Karyotype Analysis

The karyotype examines a person's chromosomes to determine if the right number is present and to determine if each chromosome appears normal. It requires experience and expertise to execute properly and to interpret the results. Karyotype analysis can be performed on almost any rapidly dividing cell population, whether it is grown in tissue culture or extracted from tumors.

The cultured cells are treated with colcemid, a drug that destroys the mitotic spindle to prevent the completion of mitosis and arrest the cells in metaphase. The harvested cells are treated briefly with a hypotonic solution that causes the nucleus to swell, making it easier for the technicians to identify each chromosome. The cells are then fixed, dropped on a microscope slide, dried, and stained. The most commonly used stain is the Giemsa stain, other dyes, such as fluorescent dyes, can also be used to produce banding patterns.

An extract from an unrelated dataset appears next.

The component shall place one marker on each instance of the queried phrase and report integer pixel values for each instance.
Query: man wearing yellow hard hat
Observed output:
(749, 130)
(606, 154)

Figure 1. The basic workflow of karyotype analysis.

Materials and Equipment

1% Penicillin-streptomycin (10,000 U/mL; 10,000 μg/mL)	Hypotonic solution (0.075 M KCl)
10% bfetal bovine serum (FBS)	Colcemid (10 μg/mL)
Glacial acetic acid	Cell lines: FaDu
CO₂ incubator	Microscope
Trypsine

Reagents Preparation

1) Fixative - Methanol and glacial acetic acid (3:1) to be made fresh and chilled before using
2) Growth medium - RPMI 1640 supplemented with 10% fetal bovine serum (FBS) and 1% penicillin streptomycin (10,000 U/mL; 10,000 μg/mL)

Assay Procedure

1) Seed 5 x 10⁵ cells on 10 cm cell culture dishes for attachment.
2) Cells were incubated at 37°C, 5% CO₂ for 48 h.
3) Add 0.1 mL colcemid, which can collapse mitotic spindles and prevent the completion of mitosis, to each dish and mix gently. Incubate at 37°C, 5% CO₂ for 2 h.
4) Add 1 mL of 0.1% Trypsine to the dishes and incubate for 2 min at 37°C. Then, transfer the mixture (Trypsine and cells) into a centrifuge tube and mix with the medium previously added. Further, centrifuge at 100 rpm for 10 min at room temperature.
5) Discard the supernatant and leave 0.5 mL medium to mix the pellet gently.
6) Resuspend the pellet in 5-7 mL of hypotonic solution and mix thoroughly. Incubate in water bath at 37°C for 10 min.
7) Centrifuge at 100 rpm for 10 min at room temperature.
8) Discard the supernatant and leave 0.5 mL solution to mix the pellet gently.
9) Resuspend the pellet in 5 mL of cold fixative (drop by drop and flick the tube between drops to prevent cell clumping).
10) Put the tube on ice for at least 20 min.
11) Centrifuge at 100 rpm for 10 min at room temperature.
12) Discard the supernatant and add 3-5 mL cold fixative.
13) Repeat steps 11)-12) three times or until the supernatant is clear and the pellet become white.
14) After the final centrifugation, suspend the cells in a few drops of cold fixative to give a slightly opaque suspension.
15) Drop 1-2 drops onto a wet and clean slide (previously, the slide should be rinsed with 1-2 drops of cold fixative.)
16) Dry the slide naturally at room temperature.
17) Observe the chromosomes with the microscope and count the number of chromosomes about 50 cells.